# Monster Hunter anyone?



## Griever (Apr 23, 2009)

Does anyone else here play the Monster Hunter series? I've been playing it for a while and I am still hooked! :lol: For those who don't know you basically go out and hunt for various flora and fauna and use their parts and matierials gathered to fashion weapons and armor for your character. It can be played either as single or multiplayer game, its a fun and challenging game involving some strategy and sometimes just plain dumb luck. Most battles are usually huge a few minutes long and I can't wait for the next installment, underwater fights WOO hooo!

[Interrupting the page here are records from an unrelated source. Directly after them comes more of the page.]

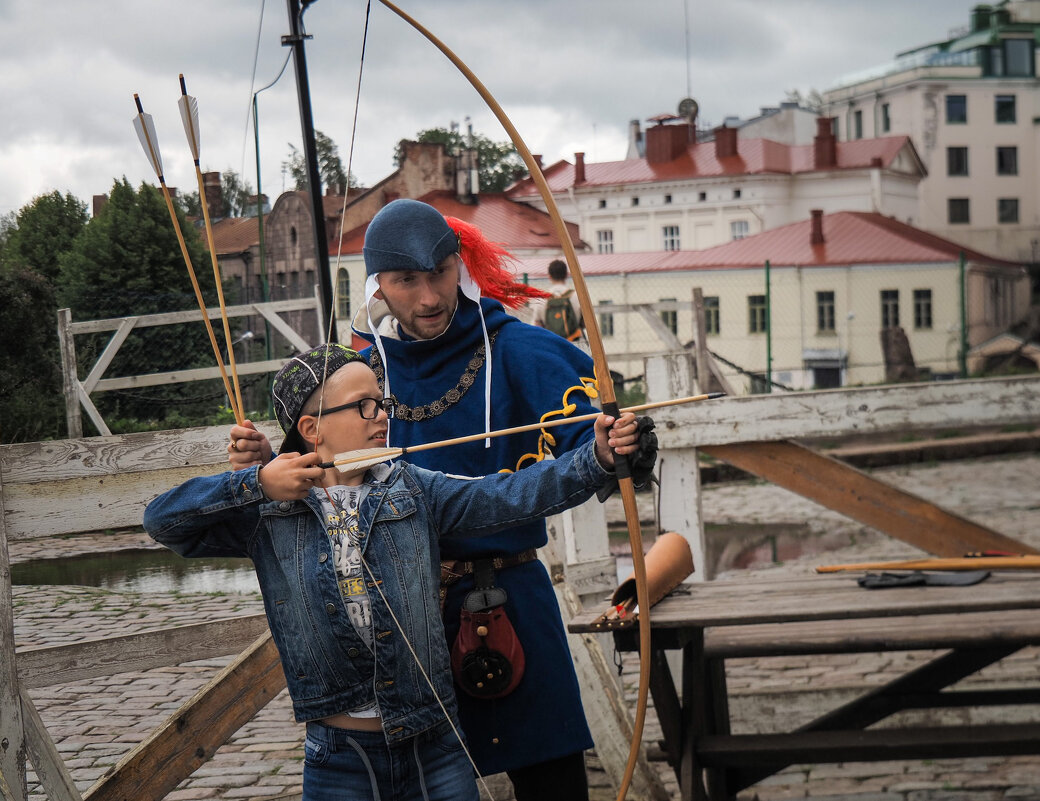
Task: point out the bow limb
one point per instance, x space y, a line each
604 382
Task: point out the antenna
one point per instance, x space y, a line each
685 17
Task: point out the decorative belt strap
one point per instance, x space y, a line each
453 570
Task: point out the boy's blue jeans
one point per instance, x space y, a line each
345 765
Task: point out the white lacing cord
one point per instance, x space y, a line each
425 675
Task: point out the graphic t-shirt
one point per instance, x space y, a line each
341 520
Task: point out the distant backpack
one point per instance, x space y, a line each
560 316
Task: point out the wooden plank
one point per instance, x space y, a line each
283 328
179 377
678 469
609 719
852 492
192 315
67 459
108 354
906 634
11 731
727 603
70 377
873 745
106 656
51 770
839 412
191 735
91 505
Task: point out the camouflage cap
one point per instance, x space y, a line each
296 382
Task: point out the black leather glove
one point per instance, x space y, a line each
641 462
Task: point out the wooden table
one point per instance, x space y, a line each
969 626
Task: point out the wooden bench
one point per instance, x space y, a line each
967 627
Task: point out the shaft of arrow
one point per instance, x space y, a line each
236 401
533 427
152 151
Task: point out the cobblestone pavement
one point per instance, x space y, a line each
95 723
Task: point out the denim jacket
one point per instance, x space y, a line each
328 667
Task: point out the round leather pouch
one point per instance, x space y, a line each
487 657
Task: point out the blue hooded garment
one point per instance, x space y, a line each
531 369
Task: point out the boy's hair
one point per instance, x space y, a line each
557 270
295 383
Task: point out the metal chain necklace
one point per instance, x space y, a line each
449 398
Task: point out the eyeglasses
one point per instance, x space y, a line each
368 408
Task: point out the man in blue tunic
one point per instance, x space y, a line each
459 364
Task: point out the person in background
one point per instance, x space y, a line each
562 312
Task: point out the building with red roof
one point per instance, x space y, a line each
835 283
681 194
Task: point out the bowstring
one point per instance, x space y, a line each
339 255
342 214
425 675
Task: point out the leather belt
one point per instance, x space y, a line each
453 570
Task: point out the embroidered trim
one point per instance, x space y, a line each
449 398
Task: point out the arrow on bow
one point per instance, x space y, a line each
352 461
605 385
189 115
146 132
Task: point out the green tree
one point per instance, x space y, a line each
235 195
31 405
499 164
330 165
43 230
127 261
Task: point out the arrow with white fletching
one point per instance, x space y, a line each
146 132
189 115
357 460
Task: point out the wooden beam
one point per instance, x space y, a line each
191 735
11 732
874 745
935 406
854 493
106 656
51 770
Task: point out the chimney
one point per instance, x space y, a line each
725 141
667 143
635 149
816 231
467 176
825 149
214 196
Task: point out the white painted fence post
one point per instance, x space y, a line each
667 377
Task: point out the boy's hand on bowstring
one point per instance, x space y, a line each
290 476
248 446
622 435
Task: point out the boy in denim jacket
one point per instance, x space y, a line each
348 569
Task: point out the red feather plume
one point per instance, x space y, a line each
486 261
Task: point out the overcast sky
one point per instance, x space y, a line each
570 74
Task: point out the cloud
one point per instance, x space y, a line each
571 75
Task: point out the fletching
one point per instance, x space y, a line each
357 460
189 115
146 132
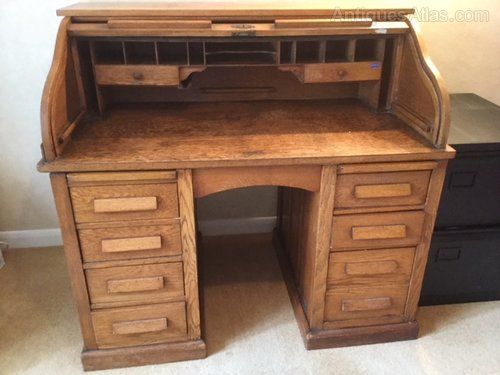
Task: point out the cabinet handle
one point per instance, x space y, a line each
140 326
382 191
136 285
379 232
113 205
371 268
367 304
131 244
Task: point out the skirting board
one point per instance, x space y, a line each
52 237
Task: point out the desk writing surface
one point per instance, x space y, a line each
194 135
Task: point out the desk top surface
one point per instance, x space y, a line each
233 8
196 135
474 121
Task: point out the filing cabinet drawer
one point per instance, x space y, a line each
394 229
382 189
368 304
130 242
370 267
124 202
135 284
144 325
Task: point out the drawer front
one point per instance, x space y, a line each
135 284
382 189
370 267
124 202
149 75
142 325
395 229
130 242
370 303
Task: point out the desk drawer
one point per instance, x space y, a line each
124 202
130 242
144 325
370 267
394 229
382 189
135 284
367 305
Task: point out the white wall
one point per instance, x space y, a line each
468 55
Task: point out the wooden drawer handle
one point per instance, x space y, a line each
140 326
371 268
131 244
136 285
368 304
111 205
382 191
379 232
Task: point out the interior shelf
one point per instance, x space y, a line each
216 52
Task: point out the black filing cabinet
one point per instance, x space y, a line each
464 259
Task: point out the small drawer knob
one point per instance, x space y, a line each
138 76
341 73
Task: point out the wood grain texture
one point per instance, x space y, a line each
73 257
316 8
382 189
214 180
131 244
136 285
61 103
370 267
143 355
378 230
377 304
189 252
114 201
148 75
254 133
318 246
127 242
105 322
422 251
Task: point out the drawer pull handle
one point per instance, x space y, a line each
382 191
379 232
113 205
136 285
368 304
131 244
371 268
140 326
138 76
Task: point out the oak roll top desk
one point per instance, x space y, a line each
149 106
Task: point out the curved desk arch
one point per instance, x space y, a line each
214 180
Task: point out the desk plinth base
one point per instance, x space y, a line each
143 355
335 338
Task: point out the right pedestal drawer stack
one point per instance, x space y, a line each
381 217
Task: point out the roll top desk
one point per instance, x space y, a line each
149 106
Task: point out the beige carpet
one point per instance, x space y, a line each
250 327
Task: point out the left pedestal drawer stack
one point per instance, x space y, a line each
130 246
129 231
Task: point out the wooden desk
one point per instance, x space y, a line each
148 107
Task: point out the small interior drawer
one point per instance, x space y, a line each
394 229
366 302
130 242
382 189
370 266
124 202
147 75
151 283
143 325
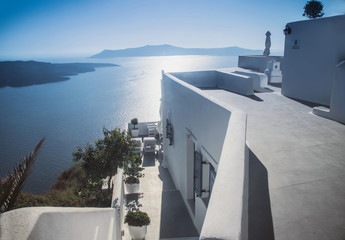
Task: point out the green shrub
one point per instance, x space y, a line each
137 218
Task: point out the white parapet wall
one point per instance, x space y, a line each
212 128
312 51
227 212
56 223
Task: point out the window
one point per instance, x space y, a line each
212 177
197 173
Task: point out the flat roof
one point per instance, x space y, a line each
296 168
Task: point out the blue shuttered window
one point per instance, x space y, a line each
197 173
212 177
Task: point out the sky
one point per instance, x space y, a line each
45 28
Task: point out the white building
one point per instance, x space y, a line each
248 164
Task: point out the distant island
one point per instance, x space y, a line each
27 73
169 50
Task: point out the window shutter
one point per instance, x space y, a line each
212 177
197 173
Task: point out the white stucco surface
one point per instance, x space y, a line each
312 51
226 216
337 110
258 62
296 188
58 223
211 127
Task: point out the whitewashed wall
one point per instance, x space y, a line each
52 223
312 51
206 120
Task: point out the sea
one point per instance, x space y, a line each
74 112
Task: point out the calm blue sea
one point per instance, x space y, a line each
73 112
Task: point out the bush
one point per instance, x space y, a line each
313 9
137 218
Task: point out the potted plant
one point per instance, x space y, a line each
133 172
137 224
134 131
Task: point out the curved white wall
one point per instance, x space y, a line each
219 131
56 223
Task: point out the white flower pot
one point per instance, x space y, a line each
137 232
135 132
132 188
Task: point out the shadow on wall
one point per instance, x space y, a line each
260 223
175 220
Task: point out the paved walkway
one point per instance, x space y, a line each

heres a couple of links to some gameplay

http://www.youtube.com/watch?v=QdU1TDJnn8c

http://www.youtube.com/watch?v=5G5Ya5AkKGw


----------



## ddvw123abc (Apr 29, 2009)

You might enjoy the monster rancher series. You put in DVD or CD or Games and you get monsters. It is really fun.


----------



## Griever (Apr 29, 2009)

I use to play the the Monster Rancher series when I was younger, I remeber only playing through the second one for an entier summer in grade school. Some of the newer ones aren't too great though


----------



## ddvw123abc (Apr 30, 2009)

I would suggest Monster Rancher 4 you can have up to 5 monsters at a time. Its really fun. The second one is good too. The 3rd one is too cartoony and the 5th one which is called Monster Rancher EVO is an RPG which is about a circus which is to me kinda dumb


----------



## Morpheus uk (Sep 20, 2009)

I was just going to start a topic on this but thought i'd do a search just incase i was repeating myself  

So heck yes i play the monster hunter games  

Ive got the first one on PS2 but i never play it, controls are just too wierd, the first one i played and was Monster Hunter Freedom on the PSP, lately ive got back into and i brought the latest one the other week, heres my set up  

I use long swords, short sowords, great swords, and dual swords  

Monster Hunter Freedom







Monster Hunter Freedom Unite (latest one)


----------



## ddvw123abc (Sep 20, 2009)

is it for the PS3 at all? MY cousin has a psp but idk if I can borrow it or not


----------



## Morpheus uk (Sep 22, 2009)

Sadly not yet  

Their out for the PS2 and the PSP but the next one is coming out in the wii for some stupid reason


----------



## ddvw123abc (Sep 22, 2009)

I have a Wii lol but Wii is pretty stupid. I will see if I can find it cheap. Is it an online game for PSP? Also how do you connect online with a psp?


----------



## ddvw123abc (Sep 22, 2009)

Some good PS2 games I would suggest would be Kindgom Hearts, Jak and Daxter1, the God of War games, Final Fantasy games, Star Wars Battlefront 2, War of Monsters, Monster Rancher 4, and best of Champions of Norrath 1 and Champions of Norrath Return to Arms. Too bad my Ps2 broke my Ps3 doesn't have backwards compatibility


----------



## idolomantis (Sep 22, 2009)

Don't get me started about god of war  

Oh BTW Shadow of the collosus is also truly amazing


----------



## Morpheus uk (Sep 22, 2009)

Its sort of the same concept as Shadow of the collosus  

Roam around for a bit, find something giant n kill it lol

I THINK the PS2 one is online, however the PSP for some stupid reason is you can only do it upto 4 players in the same room, ad-hoc i think it is, not proper online though. BUT theres this fiddly method of hooking your PSP up to your PS3 to play online with it


----------